Six other cesses continue to remain in place even though the government had claimed the GST will subsume all cesses and taxes. These are:

  • Education cess on imported goods
  • Secondary and higher education cess on imported goods
  • Cess on crude petroleum oil
  • Road cess on motor spirit and diesel oil  
  • Special additional duty of excise on motor spirit
  • National Calamity Contingent Duty on tobacco, products thereof and crude petroleum oil  

Is it any better?

This complexity is precisely why the industry has been both welcoming of and a bit worried about the GST. There is still no certainty on the taxation that will follow and heavy penalties await those who miss deadlines for filing applicable forms. This is why some of them are now reaching out to bureaucrats for help.

The Chamber of Associations of Maharashtra Industry and Trade, an umbrella body for industry associations in Maharashtra, has met with the state’s finance minister and chief commissioner of sales tax to lobby for lowering of tax rates on certain commodities and also for simplification of tax slabs.

“The concept is welcome but the law needs a lot of work to make it viable for industries,” said Mitesh Modi, the chamber’s joint general secretary. He said many commodities used in the manufacture of equipment that they consider essential have been “unfairly” put under the 28% tax slab.

“Nowhere in the world you have so many tiers to the GST structure,” Modi said. “The industry was expecting merely two slabs but now we have got so many which will only increase compliance burden.”

This sentiment was echoed by ClearTax founder Archit Gupta. ClearTax is aiming to provide GST services through its online tax filing platform for businesses but Gupta said the industry is nowhere near prepared for a July 1 rollout.

“We have not seen too many people signing up for GST migration just yet,” Gupta said. “There is a lot of gap in transition and some industries are downright unaware how to go about it. Multiple slab rates do add to the complication but the government claims that it kept inflation in mind while deciding rates.”

Radhika Pandey, an economist at the National Institute for Public Finance and Policy, argued that multiple slab structures could be necessary owing to different consumption patterns and demand, but uniformity in pricing is important.

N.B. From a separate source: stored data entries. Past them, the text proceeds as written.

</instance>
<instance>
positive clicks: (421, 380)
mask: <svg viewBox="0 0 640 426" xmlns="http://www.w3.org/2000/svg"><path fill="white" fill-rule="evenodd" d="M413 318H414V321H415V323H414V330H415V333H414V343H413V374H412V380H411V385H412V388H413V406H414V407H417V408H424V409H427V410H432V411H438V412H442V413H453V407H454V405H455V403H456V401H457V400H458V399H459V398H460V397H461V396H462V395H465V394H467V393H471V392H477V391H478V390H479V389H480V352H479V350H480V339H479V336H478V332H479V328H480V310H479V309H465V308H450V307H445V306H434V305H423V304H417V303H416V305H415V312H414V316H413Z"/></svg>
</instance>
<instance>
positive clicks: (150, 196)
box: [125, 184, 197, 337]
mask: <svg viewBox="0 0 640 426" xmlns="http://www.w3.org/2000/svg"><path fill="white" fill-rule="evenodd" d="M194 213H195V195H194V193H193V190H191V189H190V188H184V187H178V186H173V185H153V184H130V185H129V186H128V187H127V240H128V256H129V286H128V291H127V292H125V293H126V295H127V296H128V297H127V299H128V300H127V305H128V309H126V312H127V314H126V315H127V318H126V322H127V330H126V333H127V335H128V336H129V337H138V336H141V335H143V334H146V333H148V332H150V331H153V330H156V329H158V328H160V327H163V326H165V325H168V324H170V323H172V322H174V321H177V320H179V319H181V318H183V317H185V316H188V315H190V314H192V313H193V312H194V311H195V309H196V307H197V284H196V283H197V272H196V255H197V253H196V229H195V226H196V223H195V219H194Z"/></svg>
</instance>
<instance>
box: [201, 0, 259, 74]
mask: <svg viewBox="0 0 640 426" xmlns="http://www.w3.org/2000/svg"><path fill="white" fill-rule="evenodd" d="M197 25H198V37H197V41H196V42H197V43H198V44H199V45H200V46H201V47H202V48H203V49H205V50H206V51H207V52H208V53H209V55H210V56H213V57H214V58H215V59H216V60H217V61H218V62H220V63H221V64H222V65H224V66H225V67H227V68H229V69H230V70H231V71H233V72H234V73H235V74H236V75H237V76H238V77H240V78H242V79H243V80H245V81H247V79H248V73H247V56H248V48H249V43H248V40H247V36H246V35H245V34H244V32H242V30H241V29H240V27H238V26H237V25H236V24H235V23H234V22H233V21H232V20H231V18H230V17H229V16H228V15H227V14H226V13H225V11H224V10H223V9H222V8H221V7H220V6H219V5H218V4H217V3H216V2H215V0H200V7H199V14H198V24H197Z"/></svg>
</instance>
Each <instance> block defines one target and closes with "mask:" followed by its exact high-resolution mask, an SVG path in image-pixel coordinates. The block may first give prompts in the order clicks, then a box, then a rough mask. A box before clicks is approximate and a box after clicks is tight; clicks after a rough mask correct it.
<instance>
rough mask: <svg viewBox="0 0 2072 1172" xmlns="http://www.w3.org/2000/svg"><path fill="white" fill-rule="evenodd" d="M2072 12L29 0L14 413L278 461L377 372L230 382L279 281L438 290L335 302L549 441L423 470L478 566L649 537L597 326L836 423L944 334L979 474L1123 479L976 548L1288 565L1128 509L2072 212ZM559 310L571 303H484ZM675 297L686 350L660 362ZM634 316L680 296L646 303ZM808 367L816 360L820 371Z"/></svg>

Pandey said the tax rates should be based on economics and not industry lobbying. She warned that the complexity of the GST could hurt small enterprises. “Another potential challenge could be the lack of preparedness on the part of small and medium enterprises. They may not fully understand the system in the initial phases,” Pandey said.

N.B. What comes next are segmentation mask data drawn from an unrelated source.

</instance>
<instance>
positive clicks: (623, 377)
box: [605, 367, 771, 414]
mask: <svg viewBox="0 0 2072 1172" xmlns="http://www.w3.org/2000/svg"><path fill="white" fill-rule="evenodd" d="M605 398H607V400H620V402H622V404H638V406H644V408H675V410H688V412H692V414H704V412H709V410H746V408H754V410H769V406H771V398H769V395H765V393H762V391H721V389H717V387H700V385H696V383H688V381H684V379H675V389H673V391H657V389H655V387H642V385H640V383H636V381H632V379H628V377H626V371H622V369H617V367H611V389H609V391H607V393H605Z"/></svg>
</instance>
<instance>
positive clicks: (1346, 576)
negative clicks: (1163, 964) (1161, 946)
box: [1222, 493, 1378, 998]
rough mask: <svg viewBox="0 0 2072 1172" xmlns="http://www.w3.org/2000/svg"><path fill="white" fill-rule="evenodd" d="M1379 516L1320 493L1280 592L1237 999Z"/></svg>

Still, there might be some benefit for businesses in moving to the GST as the government claims that the weighted average tax burden will come down on the average basket of commodities. Additionally, the GST subsumes a host of levies and taxes, which will now be available as input credit for manufacturing firms that currently pay tax on both the inputs as well as the final product.

“India’s current tax codes are so horribly complex that even this khichdi is an improvement,” Datta summed it up in his column. “If it does stop tax cascades, and if refunds and rebates come without undue delays, it would result in lower tax incidence for many organisations.”